Il 13 aprile 2021 un migliaio di ex militari, fra cui una ventina di generali, pubblicava una “Lettera aperta ai governanti” per lanciare l’allarme sulla disgregazione della Francia e sul rischio di guerra civile. Il governo e il capo di stato-maggiore reagivano annunciando sanzioni disciplinari contro i firmatari. Ciononostante, il numero dei militari che aderiscono ha continuato ad aumentare. Contemporaneamente, 100 mila militari in servizio – quindi tenuti sia al dovere di riservatezza politica sia al dovere di difendere la nazione – hanno firmato sui social network un altro testo. Per valutare la portata dell’adesione, basti sapere che le forze armate contano meno di 210 mila militari in servizio attivo.
Signor Presidente della Repubblica,
Signore e Signori ministri, parlamentari, generali, cui ci rivolgiamo secondo gradi e funzioni,
La settima strofa della Marsigliese, la cosiddetta strofa dei figli, non viene più cantata.
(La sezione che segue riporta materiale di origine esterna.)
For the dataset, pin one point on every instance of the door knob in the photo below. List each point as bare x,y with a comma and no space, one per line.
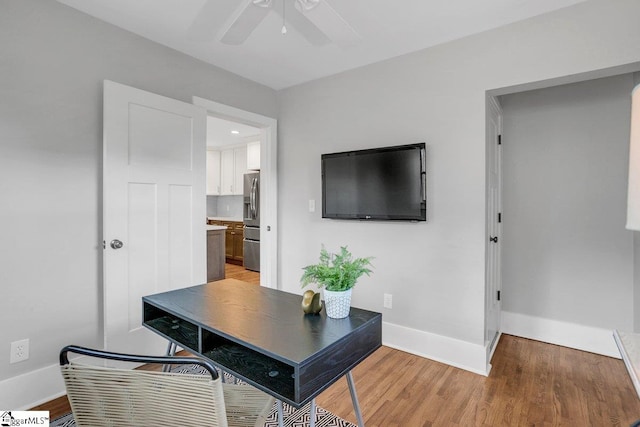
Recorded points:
116,244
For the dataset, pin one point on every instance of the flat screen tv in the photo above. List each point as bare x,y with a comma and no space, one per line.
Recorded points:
386,183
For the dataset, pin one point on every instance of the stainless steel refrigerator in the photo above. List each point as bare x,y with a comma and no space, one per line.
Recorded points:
251,218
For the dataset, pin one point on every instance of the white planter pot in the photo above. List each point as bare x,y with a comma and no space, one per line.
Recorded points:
337,303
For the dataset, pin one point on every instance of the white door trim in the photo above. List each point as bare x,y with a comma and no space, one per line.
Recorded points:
493,272
268,180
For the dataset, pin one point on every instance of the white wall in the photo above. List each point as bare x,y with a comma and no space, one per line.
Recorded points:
434,270
567,256
53,61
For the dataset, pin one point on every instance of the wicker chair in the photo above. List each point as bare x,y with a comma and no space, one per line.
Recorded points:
106,396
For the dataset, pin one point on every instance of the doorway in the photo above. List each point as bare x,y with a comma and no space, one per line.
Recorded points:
268,180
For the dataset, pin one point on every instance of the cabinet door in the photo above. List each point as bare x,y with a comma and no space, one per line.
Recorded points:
227,177
253,155
240,164
213,172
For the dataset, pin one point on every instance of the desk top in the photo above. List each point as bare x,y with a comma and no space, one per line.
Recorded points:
266,319
263,336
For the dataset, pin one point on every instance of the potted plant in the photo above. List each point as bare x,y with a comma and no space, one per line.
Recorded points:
337,274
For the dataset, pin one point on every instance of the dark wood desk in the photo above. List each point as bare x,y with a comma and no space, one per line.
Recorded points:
262,336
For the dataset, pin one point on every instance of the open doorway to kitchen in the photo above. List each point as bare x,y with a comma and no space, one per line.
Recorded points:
245,159
233,156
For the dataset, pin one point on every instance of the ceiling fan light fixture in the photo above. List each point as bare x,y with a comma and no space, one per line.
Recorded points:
262,3
306,5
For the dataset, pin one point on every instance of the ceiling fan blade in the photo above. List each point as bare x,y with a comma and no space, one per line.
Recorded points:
305,27
210,19
244,20
329,21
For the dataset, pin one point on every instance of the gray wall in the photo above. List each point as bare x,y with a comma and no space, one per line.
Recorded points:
434,270
53,61
566,253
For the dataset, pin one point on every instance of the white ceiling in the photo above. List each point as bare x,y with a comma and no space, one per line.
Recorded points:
219,132
383,29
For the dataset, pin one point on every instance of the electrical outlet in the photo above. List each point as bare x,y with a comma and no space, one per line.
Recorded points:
19,351
388,301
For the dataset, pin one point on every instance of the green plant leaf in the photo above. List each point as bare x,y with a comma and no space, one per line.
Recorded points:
336,272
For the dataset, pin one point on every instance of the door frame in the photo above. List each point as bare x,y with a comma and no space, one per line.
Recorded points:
493,113
268,182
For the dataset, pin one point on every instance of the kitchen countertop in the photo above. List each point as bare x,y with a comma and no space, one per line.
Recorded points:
215,227
225,218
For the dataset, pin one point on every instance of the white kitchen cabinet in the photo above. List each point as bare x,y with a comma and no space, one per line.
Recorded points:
253,155
240,168
213,173
233,166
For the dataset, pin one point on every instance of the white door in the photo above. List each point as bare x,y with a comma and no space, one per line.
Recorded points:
154,204
494,225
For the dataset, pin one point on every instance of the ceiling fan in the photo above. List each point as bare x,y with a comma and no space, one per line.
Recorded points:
232,22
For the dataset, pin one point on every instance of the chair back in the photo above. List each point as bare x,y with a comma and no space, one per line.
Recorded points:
110,397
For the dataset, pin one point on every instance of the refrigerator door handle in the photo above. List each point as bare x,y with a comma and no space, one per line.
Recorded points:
253,197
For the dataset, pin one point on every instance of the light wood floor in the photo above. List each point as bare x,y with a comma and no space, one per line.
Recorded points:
232,271
531,384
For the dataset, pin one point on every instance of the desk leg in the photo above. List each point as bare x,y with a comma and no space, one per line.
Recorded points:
280,414
171,351
354,399
312,413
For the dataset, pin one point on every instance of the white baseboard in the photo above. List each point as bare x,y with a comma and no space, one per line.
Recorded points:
31,389
451,351
566,334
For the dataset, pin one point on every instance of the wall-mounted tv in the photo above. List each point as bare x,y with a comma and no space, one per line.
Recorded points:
387,183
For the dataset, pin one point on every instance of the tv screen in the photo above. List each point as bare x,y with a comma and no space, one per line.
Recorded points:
386,183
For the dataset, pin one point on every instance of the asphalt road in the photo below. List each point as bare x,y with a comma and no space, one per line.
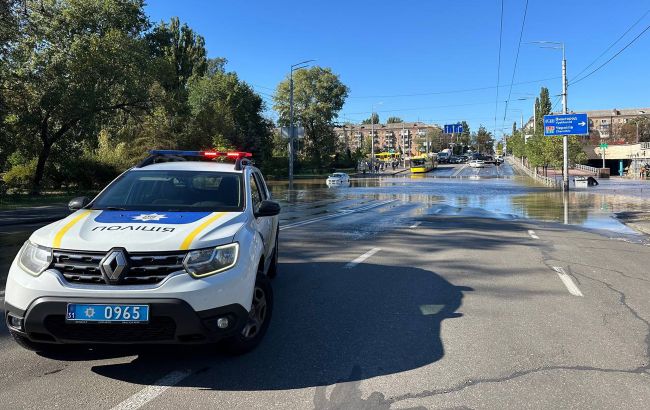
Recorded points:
390,303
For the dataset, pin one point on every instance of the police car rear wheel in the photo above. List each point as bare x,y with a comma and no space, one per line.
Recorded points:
258,319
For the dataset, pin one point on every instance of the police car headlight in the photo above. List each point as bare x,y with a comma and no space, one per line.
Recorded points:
206,262
34,259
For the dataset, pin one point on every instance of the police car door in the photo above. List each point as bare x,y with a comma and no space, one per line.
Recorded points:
264,223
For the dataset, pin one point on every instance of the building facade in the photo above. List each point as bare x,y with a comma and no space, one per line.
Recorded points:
405,137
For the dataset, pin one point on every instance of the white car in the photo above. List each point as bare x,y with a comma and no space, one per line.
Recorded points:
174,250
338,179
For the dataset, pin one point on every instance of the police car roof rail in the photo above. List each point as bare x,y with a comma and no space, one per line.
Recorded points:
156,156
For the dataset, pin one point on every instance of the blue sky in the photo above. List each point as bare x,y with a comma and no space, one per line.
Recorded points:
388,52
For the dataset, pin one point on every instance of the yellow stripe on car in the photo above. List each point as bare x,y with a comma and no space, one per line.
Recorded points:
59,235
188,240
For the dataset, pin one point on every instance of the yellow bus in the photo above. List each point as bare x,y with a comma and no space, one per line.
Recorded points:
422,163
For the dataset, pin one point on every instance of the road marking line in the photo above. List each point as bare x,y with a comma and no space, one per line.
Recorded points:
362,258
455,174
532,234
149,393
568,282
334,215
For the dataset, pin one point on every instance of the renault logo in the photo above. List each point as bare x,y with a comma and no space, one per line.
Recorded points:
114,265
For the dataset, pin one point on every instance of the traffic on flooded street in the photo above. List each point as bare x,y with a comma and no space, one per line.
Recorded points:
368,205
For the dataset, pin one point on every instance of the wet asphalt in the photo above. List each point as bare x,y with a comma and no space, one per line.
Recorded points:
464,300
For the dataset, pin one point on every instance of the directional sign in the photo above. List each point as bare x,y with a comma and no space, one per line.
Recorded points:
453,128
566,124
Eppure è ricca d’insegnamenti. Consentiamole di prodigarceli:
«Entreremo in carriera quando i nostri avi non ci saranno più. Vi troveremo le loro ceneri e la traccia delle loro virtù. Molto meno desiderosi di sopravviver loro che di condividerne bara, avremo il sublime orgoglio di vendicarli o di seguirli».
I nostri avi sono combattenti che hanno meritato il nostro rispetto. Sono, per esempio, i vecchi soldati di cui avete calpestato l’onore in queste ultime settimane. Sono le migliaia di servitori della Francia, firmatari di un intervento di puro buonsenso – soldati che hanno speso i loro anni migliori per difendere la nostra libertà, ubbidendo ai vostri ordini, per fare le vostre guerre o per applicare le vostre riduzioni di budget – soldati che avete infangato mentre il popolo della Francia li sosteneva. Questi soldati che hanno lottato contro tutti i nemici della Francia, voi li avete trattati come faziosi, quando invece il loro unico torto è di amare il proprio Paese e di piangerne la palese decadenza.
In queste condizioni noi, che siamo da poco entrati in carriera, non possiamo esimerci di scendere nell’arena, semplicemente perché dobbiamo fregiarci dell’onore di dire la verità.
Noi apparteniamo a quelli che i giornali hanno chiamato «la generazione del fuoco». Siamo uomini e donne, militari in servizio attivo, di ogni forza e grado, con sensibilità diverse, ma tutti amiamo il nostro Paese. Questo è il nostro solo titolo di gloria. Sebbene non ci sia consentito per regolamento esprimerci a viso scoperto, è per noi altrettanto impossibile tacere.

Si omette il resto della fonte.